By pushing the rates to zero, Fed Chairman Ben Bernanke is, in effect, making good on his suggestion in 2002 that central banks can drop money from helicopters in the event of deflation. Martin Wolf, in this FT editorial, puts a dark spin on this turn of events.
As Robert Mugabe has shown, anybody can run a printing press successfully. Once the interest rate hits zero, the Fed can perform much further easing. Indeed, it can create money without limit. Imagine what would happen if an alchemist could transform lead into gold, at no cost. Gold would not be worth much. Central banks can create infinite quantities of money, at no cost. So they can reduce its value to nothing without difficulty. Curing deflation is child’s play in a “fiat money” – a man-made money – system.The upshot: If we keep printing money, it eventually becomes worthless. Wolf doesn't predict Weimar-style hyperinflation for the U.S., but does expect acute inflation years down the road.

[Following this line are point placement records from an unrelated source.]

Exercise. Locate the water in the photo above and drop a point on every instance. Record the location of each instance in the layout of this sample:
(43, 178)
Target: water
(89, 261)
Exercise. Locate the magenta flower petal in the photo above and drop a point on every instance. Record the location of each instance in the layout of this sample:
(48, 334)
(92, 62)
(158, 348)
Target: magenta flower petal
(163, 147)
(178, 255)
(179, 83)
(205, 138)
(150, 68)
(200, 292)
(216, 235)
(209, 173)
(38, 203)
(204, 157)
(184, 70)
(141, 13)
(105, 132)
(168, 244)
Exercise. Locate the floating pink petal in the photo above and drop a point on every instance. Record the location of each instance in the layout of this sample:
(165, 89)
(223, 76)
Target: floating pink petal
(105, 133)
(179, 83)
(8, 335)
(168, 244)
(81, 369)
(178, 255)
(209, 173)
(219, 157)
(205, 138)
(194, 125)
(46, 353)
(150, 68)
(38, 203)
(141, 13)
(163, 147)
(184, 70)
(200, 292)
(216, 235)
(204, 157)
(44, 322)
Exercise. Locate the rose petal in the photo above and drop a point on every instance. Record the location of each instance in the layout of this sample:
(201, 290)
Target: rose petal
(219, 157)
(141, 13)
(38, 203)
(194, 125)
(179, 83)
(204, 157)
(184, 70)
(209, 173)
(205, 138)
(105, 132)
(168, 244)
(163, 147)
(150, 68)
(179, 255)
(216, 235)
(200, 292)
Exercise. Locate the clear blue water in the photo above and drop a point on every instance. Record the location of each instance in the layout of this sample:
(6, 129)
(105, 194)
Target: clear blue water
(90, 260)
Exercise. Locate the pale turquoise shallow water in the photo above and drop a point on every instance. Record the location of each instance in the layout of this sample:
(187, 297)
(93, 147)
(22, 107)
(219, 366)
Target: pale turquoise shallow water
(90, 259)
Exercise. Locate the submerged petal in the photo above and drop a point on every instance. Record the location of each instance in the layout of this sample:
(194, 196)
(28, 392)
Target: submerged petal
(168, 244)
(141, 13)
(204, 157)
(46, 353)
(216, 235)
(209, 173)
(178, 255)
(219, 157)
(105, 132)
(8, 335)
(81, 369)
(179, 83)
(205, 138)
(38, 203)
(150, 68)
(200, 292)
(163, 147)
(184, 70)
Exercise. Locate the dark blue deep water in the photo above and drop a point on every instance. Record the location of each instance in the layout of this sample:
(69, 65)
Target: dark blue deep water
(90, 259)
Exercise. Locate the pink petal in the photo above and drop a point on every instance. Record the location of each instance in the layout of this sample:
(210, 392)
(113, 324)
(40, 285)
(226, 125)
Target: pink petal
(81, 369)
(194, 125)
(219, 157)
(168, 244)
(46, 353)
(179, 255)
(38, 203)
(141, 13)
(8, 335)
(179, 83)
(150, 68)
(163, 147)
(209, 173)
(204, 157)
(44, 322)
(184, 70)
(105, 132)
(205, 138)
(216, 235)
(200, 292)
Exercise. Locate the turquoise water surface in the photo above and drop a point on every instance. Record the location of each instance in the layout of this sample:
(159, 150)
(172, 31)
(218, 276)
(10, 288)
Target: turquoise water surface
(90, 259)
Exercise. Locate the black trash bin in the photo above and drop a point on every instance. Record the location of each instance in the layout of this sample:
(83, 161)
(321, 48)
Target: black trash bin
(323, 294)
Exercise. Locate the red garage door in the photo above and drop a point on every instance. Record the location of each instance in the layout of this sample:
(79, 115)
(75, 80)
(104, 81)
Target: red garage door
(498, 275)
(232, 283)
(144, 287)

Whether or not ZIRP will work to get more money into the system and narrow credit spreads between Treasurys and commercial rates seems to be a matter of some debate thus far -- Yves Smith rounds up some opinions here, noting the disquieting air of desperation in the Fed's moves. Calculated Risk notes that money-market funds may be induced to give negative returns -- rather akin to the calamity that helped spark the mayhem in the wake of Lehman Brothers' collapse.
Basically, the Fed is done now with anything resembling the conventional monetary policy of the past few decades and is in terra incognita. We can only hope the atmosphere is hospitable.